The regime of conspiracy is estranged even more complexly, however, as the style switches gears, so to speak, with the last sentence of the first paragraph quoted above. At this point the narrator begins to withdraw his ratification of Arctor’s viewpoint, not out of lack of sympathy but on account of superior knowledge. Arctor believes himself to be persecuted by a single enemy, and hopes the scanning of his house will reveal the enemy’s identity. The hope is naive, and the text regards it ironically. It is Arctor, not the novel, who believes the information acquired from scanners to be “valuable,” and in the following two sentences the dialogic irony trained upon Arctor intensifies, climaxing with the word “mellow,” which is scripted as if from within a drug haze in this deeply antidrug text.
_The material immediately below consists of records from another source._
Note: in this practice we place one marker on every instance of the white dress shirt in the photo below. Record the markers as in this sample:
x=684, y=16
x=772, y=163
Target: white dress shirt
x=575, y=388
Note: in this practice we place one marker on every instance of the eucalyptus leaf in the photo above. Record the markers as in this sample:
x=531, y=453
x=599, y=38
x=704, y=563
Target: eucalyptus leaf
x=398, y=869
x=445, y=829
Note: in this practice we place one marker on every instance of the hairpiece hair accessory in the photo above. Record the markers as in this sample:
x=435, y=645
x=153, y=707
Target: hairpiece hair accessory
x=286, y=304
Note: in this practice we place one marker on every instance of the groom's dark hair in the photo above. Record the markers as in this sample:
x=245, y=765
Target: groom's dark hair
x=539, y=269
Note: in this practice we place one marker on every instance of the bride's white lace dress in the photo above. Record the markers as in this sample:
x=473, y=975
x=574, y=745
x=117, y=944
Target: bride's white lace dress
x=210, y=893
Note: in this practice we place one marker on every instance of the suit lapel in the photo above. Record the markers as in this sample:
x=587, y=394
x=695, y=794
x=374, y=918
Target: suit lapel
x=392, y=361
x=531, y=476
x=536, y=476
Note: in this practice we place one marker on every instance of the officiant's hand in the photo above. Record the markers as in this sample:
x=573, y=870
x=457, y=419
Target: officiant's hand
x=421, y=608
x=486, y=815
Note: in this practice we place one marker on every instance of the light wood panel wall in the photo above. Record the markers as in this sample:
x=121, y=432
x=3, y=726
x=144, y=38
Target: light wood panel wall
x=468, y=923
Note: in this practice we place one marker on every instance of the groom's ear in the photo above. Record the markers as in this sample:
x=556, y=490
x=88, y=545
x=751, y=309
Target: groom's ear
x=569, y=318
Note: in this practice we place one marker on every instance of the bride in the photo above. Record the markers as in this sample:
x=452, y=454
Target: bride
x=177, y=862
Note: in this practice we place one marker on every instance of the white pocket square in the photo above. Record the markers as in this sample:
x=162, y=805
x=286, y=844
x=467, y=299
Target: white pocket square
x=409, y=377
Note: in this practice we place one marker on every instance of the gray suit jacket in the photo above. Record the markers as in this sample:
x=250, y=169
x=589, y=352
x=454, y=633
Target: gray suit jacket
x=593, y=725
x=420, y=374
The irony thus powerfully anticipates the ultimate plot development of the novel; that is, the collusion of the highest levels of the police with the criminal drug syndicate and their joint conspiracy to destroy the mind of Bob Arctor. The shifting voices in this passage resonate strongly with Dick’s overall attempt in A Scanner Darkly to estrange the bureaucratic conspiracies of both the state and the latter’s nominal opponents, and to trace the connection between such conspiracy and the alienation (ultimately the obliteration) of the hapless individual subject. The stylistic device of free indirect discourse, in the science-fictional inflection given it here by Dick, in this way conveys, on the molecular level, Dick’s overall and highly innovative attempt to suggest a critical political theory of conspiracy and bureaucracy in the late-capitalist state.18
In conclusion, our examination of Dick’s prose—so unstriking to the casually formalist or precritical reading and in this way, as in others, so profoundly characteristic of science-fictional prose generally—powerfully suggests the extent to which, even (or perhaps especially) according to the stylistic grounds on which it has traditionally been judged most harshly, science fiction maintains a critical superiority, a privileged relationship with critical theory itself. One more point in this connection may be emphasized. As we have seen, the dialectic since Hegel has an irreducibly historical character; thus the dialogic multiaccentuality of science-fictional style must amount to a radically historical style as well. This point is abundantly illustrated by the three major Dick novels discussed above: not only in the sense that these texts all bear unmistakable historical traces of their productive matrix in the cultural and political radicalism of the American 1960s and 1970s, but, more importantly, in the sense that their novelistic representations, even including the smallest details of everyday subjectivity from Rick Deckard’s irritability to Bob Arctor’s mellowness, are repeatedly shown, on a sentence-by-sentence basis, to depend upon the material realities of specific (and estranged) times and places.